It’s been two weeks since I submitted grades for my spring semester classes at Keene State, and today I’m finally starting summer break in earnest after spending too many days waking up early to drive back and forth to Keene, attend faculty workshops, and otherwise fill my so-called free time with work-related obligations. This break feels like a long time coming.
Leslee has already blogged our Thursday night meet-up in Harvard Square: the first we’d seen one another since January. Leslee described what we ate, as food is something she’s energized by. For me, place is just as energizing as food; as much as I enjoyed my fish and chips at the Grafton Street grill, what really nourished me on Thursday night was a postprandial stroll along the Charles River.
It’s fitting, I think, that Leslee and I celebrated my semester’s end with dinner followed by a walk along the Charles. I’ve lived on both sides of the Charles River, first on the Boston side during my Beacon Hill days, then on the Cambridge side when I lived at the Zen Center. Given how many times, with how many different walking companions, and in how many different contexts I’ve walked, biked, and driven alongside the Charles, it’s no wonder it feels like a literal landmark–a littoral watermark?–in my personal history.

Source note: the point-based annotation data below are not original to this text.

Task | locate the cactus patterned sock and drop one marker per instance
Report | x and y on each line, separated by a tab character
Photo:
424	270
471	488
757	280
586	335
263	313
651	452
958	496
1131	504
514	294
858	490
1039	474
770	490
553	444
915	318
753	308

This past semester, I spent a lot of time thinking about rivers as I taught a section of Environmental Literature titled “Rivers and Literary Imagination.” The basic premise of the class was that rivers are an inevitable metaphor for time’s passage, so we often measure our lives against the rivers we encounter. Initially, many of my students were skeptical when I asked them to write what I called a “Watershed Moment” essay, claiming they didn’t have a personal connection with any particular river. But after we’d spent a semester reading, discussing, and brainstorming about rivers, every one of my students was able to point to at least one time when a river or larger watershed served as a backdrop for a moment that, in retrospect, was life-defining, whether that be childhood fishing outings with a grandparent, a high school canoe trip with friends, or four years studying at a college campus with a river running through it.
They say you can’t step into the same river twice, but I’m not sure I completely agree. I suspect that as Leslee enjoyed her Niçoise salad, she wasn’t recalling every other time she ate the same dish, but for me rivers are different. As I walked along Thursday night’s Charles with the setting sun glinting off passing rowers and runners, I couldn’t help but think of all the other times I’ve walked along the Charles, in spring and other seasons, with friends or alone. The taste of food brings us back to the moment, but the sight of flowing water sweeps us into the flow of recollection and remembrance, this moment flowing into every other like it.